1.Emergency coronary surgery for failed PTCA as paradigm for changing patters inpercutaneous coronary angioplasty:twenty-year results
Ares K.Menon ; Martin C.Heidt ; Peter Roth ; Joerg BabinEbell ; Zoltan Szalay ; Marko I.Turina ; FETCS Paul R.Vogt ; FETCSFICA
Chinese Journal of Thoracic and Cardiovascular Surgery 2003;19(5):317-320
Objective: To assess the 20-year results of emergency coronary artery bypass grafting (eCABG) for failed percutaneous coronary angioplasty (fPTCA).
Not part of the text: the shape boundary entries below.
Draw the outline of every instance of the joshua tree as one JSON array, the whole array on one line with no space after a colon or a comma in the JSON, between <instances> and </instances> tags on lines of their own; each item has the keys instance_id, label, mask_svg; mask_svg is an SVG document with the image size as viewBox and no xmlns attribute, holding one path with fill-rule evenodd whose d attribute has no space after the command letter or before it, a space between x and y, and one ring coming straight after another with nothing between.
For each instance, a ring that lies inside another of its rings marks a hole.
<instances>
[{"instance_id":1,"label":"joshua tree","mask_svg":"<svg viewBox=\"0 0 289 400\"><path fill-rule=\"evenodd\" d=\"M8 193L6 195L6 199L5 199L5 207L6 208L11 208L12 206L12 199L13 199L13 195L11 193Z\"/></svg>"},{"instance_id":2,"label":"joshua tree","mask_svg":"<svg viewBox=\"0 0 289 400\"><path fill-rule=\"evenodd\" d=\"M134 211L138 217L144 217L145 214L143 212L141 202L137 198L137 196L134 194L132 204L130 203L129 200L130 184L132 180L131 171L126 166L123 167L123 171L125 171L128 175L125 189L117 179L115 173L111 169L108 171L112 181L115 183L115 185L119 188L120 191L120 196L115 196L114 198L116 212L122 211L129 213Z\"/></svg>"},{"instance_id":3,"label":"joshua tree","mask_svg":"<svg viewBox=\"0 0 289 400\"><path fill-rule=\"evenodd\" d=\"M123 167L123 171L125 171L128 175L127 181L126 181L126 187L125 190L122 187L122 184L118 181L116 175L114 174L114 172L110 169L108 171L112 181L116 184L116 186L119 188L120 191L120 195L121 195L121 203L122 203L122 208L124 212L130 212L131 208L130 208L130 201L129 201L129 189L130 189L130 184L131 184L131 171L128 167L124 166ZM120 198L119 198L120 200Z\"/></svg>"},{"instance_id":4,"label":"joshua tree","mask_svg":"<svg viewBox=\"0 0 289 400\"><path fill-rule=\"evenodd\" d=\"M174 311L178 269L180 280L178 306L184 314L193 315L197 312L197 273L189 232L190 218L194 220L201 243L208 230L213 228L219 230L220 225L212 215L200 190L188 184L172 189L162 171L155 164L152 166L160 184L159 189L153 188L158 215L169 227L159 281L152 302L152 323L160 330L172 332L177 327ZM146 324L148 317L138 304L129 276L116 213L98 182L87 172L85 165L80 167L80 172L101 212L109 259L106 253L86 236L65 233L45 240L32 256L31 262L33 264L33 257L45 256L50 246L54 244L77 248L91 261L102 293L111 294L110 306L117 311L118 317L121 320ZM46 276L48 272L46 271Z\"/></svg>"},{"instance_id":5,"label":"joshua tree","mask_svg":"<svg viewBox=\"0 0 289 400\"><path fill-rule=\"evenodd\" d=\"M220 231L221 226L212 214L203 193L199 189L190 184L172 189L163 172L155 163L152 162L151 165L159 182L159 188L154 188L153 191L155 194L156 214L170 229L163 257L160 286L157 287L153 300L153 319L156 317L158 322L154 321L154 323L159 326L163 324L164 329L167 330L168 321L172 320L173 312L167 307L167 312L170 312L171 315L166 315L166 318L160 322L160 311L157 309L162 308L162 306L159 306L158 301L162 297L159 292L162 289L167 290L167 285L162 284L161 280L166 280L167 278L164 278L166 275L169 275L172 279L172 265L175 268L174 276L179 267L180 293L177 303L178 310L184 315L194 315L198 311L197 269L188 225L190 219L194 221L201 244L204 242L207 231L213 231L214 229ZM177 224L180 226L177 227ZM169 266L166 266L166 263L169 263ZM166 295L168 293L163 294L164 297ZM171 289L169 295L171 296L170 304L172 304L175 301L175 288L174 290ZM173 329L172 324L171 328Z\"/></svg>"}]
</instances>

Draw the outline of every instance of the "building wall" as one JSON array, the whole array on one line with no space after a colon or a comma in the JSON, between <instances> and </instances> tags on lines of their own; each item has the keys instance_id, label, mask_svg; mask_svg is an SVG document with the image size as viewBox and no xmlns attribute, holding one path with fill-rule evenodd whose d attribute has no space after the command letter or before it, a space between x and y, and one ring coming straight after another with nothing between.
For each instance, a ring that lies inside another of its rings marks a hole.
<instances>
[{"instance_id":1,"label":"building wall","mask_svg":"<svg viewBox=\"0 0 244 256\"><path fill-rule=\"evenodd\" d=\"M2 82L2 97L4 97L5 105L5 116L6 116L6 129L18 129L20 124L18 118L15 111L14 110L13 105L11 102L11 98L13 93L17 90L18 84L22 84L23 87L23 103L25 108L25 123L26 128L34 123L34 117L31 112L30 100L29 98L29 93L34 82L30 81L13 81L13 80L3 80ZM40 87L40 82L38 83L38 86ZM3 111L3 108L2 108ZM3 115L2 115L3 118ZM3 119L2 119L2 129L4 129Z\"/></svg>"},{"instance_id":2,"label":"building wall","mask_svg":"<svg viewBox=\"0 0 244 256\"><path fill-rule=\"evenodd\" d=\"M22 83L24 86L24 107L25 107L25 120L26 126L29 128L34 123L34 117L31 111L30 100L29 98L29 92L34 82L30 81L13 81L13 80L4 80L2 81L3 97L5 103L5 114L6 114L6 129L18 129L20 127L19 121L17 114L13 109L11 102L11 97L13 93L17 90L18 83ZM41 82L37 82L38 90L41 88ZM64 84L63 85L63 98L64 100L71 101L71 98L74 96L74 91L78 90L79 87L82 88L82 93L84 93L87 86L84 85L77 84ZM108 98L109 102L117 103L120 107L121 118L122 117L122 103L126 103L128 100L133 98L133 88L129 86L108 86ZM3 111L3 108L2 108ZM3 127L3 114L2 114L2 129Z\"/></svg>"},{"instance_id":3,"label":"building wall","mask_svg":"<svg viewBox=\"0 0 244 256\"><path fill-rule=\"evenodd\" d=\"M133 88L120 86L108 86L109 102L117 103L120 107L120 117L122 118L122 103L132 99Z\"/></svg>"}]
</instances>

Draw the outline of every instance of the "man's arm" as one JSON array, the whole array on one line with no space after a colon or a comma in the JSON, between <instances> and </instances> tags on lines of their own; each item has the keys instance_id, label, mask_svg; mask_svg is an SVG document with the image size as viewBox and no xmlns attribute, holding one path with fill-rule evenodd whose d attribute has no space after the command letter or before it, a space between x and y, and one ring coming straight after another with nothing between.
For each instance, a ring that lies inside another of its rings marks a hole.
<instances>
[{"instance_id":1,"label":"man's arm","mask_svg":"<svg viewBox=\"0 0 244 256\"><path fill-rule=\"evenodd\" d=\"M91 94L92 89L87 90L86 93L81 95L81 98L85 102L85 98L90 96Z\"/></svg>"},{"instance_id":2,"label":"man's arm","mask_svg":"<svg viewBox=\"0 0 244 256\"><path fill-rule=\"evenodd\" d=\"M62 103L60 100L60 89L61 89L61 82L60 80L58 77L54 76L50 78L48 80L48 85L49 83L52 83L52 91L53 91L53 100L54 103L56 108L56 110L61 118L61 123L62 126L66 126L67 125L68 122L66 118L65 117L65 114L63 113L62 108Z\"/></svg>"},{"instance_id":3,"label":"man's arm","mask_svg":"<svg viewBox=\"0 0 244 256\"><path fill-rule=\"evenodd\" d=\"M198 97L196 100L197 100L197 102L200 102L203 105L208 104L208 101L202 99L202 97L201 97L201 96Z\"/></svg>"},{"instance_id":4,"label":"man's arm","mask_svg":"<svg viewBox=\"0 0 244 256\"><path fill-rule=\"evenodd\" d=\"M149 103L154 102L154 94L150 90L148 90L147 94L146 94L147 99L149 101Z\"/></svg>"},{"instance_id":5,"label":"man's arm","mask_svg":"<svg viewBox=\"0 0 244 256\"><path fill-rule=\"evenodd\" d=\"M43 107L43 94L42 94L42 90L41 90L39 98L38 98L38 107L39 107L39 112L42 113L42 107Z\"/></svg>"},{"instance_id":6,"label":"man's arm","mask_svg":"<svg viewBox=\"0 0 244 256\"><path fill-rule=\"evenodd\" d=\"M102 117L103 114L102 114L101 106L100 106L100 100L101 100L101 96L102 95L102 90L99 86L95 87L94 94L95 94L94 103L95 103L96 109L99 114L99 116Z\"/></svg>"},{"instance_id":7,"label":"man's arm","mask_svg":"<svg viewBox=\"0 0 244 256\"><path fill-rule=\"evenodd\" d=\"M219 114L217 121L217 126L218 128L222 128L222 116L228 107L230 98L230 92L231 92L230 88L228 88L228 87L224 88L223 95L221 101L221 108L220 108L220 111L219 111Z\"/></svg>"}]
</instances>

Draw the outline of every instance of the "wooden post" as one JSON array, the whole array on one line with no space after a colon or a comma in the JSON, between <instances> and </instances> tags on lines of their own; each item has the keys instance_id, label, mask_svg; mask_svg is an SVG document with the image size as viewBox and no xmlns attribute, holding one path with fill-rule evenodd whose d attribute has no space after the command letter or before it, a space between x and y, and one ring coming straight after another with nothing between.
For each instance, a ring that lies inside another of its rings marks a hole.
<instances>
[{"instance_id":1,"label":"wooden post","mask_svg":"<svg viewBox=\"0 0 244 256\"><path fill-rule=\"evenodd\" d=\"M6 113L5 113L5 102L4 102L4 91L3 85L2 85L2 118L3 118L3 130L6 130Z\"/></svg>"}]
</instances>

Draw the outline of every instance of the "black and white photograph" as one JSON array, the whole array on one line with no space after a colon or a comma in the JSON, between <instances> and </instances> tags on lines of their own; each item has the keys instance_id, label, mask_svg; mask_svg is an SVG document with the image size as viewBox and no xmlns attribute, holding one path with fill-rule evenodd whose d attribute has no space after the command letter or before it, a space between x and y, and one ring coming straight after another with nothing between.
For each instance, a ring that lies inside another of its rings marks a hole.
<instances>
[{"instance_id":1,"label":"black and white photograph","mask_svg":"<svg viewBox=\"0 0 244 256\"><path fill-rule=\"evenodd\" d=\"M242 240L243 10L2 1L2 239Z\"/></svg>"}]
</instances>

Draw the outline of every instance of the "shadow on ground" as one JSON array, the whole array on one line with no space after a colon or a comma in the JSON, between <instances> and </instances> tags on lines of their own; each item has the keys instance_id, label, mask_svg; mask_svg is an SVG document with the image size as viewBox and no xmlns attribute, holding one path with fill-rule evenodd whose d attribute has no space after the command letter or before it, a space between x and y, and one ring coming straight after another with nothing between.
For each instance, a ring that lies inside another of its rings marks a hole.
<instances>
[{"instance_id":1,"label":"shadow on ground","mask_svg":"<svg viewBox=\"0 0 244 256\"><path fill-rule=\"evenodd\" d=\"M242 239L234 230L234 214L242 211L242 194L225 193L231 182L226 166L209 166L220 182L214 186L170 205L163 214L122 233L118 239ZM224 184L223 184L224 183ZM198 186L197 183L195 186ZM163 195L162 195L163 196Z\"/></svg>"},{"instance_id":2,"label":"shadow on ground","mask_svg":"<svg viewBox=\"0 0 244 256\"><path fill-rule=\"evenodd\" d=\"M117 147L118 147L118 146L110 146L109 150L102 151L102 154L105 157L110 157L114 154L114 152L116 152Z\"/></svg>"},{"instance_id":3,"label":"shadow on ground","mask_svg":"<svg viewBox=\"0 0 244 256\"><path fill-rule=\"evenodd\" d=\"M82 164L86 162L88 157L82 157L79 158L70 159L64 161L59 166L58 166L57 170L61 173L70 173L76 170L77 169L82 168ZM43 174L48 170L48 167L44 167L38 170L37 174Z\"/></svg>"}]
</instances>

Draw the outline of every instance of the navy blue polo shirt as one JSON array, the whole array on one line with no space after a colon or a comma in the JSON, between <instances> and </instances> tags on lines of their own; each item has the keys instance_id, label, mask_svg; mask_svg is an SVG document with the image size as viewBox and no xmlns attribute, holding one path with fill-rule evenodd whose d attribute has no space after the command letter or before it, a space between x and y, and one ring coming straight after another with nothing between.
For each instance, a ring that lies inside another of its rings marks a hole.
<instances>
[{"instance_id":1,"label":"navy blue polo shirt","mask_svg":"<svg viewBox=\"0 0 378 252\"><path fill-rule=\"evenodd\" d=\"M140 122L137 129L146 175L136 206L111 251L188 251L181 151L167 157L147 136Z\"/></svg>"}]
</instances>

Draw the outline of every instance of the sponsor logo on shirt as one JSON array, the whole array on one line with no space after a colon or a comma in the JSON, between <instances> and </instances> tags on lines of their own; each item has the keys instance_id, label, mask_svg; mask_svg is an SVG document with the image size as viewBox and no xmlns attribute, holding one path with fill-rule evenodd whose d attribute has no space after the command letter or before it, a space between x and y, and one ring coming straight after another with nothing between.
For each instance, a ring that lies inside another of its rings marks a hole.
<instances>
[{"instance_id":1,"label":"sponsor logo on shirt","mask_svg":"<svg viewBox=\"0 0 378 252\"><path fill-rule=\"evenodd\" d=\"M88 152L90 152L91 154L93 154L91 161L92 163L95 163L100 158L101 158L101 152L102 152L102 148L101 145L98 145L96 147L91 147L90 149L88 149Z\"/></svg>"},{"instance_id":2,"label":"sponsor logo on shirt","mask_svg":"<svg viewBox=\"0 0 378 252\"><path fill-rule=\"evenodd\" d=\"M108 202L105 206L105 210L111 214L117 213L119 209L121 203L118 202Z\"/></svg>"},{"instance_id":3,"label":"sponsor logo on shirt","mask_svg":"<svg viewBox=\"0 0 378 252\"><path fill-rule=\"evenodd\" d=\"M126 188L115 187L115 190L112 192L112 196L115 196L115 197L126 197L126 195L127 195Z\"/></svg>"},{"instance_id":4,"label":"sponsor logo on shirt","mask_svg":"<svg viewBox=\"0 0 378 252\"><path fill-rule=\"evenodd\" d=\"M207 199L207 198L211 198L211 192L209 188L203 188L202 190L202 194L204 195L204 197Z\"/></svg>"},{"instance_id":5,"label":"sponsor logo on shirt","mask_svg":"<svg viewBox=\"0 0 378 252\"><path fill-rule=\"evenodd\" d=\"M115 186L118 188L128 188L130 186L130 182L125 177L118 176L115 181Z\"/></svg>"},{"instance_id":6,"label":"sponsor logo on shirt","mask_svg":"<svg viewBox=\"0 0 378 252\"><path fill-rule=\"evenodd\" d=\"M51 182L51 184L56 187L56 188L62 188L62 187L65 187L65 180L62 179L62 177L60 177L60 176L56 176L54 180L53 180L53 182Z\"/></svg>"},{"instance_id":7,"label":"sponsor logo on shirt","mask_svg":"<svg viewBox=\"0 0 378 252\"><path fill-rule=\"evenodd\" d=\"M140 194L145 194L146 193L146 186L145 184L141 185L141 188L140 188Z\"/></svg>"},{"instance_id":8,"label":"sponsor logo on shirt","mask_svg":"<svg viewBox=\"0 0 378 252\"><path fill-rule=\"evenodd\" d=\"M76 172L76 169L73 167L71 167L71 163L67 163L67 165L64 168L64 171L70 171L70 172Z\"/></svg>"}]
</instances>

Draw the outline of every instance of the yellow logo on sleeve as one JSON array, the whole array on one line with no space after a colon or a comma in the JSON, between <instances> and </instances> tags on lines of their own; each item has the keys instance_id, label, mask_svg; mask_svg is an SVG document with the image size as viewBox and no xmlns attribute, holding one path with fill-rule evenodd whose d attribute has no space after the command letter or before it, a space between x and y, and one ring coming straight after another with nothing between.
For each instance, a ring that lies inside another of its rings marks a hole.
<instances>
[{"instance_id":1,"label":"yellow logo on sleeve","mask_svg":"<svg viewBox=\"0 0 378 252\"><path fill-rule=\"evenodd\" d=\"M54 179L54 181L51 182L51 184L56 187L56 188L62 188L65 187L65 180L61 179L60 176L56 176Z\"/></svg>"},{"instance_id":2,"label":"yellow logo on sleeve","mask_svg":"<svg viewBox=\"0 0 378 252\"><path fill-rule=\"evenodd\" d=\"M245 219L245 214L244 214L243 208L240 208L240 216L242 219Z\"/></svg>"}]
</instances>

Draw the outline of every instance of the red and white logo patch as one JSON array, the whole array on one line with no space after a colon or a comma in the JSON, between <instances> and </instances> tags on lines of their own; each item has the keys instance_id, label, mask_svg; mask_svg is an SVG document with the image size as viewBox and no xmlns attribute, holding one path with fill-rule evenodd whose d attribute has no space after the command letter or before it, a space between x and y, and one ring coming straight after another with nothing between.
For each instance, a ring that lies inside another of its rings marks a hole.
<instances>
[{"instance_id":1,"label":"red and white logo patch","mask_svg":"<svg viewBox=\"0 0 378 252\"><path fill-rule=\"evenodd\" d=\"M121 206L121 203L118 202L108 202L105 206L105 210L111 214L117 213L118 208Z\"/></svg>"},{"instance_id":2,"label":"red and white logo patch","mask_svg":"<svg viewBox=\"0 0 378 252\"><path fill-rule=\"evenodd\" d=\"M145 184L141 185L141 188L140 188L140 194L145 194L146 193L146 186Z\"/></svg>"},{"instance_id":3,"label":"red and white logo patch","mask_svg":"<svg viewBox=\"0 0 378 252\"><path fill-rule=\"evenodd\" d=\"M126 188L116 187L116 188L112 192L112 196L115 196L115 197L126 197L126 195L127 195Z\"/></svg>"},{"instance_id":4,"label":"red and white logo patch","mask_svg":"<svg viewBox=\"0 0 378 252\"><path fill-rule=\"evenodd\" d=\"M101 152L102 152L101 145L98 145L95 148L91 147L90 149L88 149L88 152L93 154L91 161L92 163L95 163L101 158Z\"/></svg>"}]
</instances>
Methods: Between 1977 and 1997, 101 patients, (56±5)years (32 to 78 years), underwent eCABG (8.5±25) hours (1 to 168 hours) after fPTCA. The mean preoperative left-ventricular ejection fraction was (57±9)% (30 to 75%). Single-vessel disease (SVD) was found in 55%, two-vessel disease (TwVD) in 39% and triple-vessel disease (TrVD) in 15% of patients, with the left anterior descending coronary artery (LAD) being affected in 74%. 15% of patients had full cardiopulmonary resuscitation prior to eCABG. Results: The incidence of eCABG for fPTCA dropped from 29% (1977-82) to 6% (1983-87), 0.02% (1988-92) and to 0.004% (1993-97) (P=0.000). Patients mean age increased from (50±10) (1977-82) to (62±10) years (1993-97) (P=0.0001). The incidence of TrVD increased from 4% (1977-82) to 68% (1993-97) (P=0.0001), the LAD being dilated in 76% of patients between 1977-82 and in 36% between 1993-97 (P=0.009). Hospital mortality for eCABG was 5% and was stable over time. The use of the left internal mammary artery increased from 8% (1977-82) to 54% (1993-97) (P=0.006). After (14±4) years (1 to 20 years), the actuarial survival was (84±8)%, freedom from myocardial infarction (70±11)% and freedom from reoperation (58±17)%. Conclusion: PTCA has become a safe procedure despite the higher incidence of older patients with TrVD. eCABG for fPTCA carries an acceptable mortality with off-pump coronary artery surgical techniques already applie two decades ago. Patients surviving surgery have an excellent long-term survival.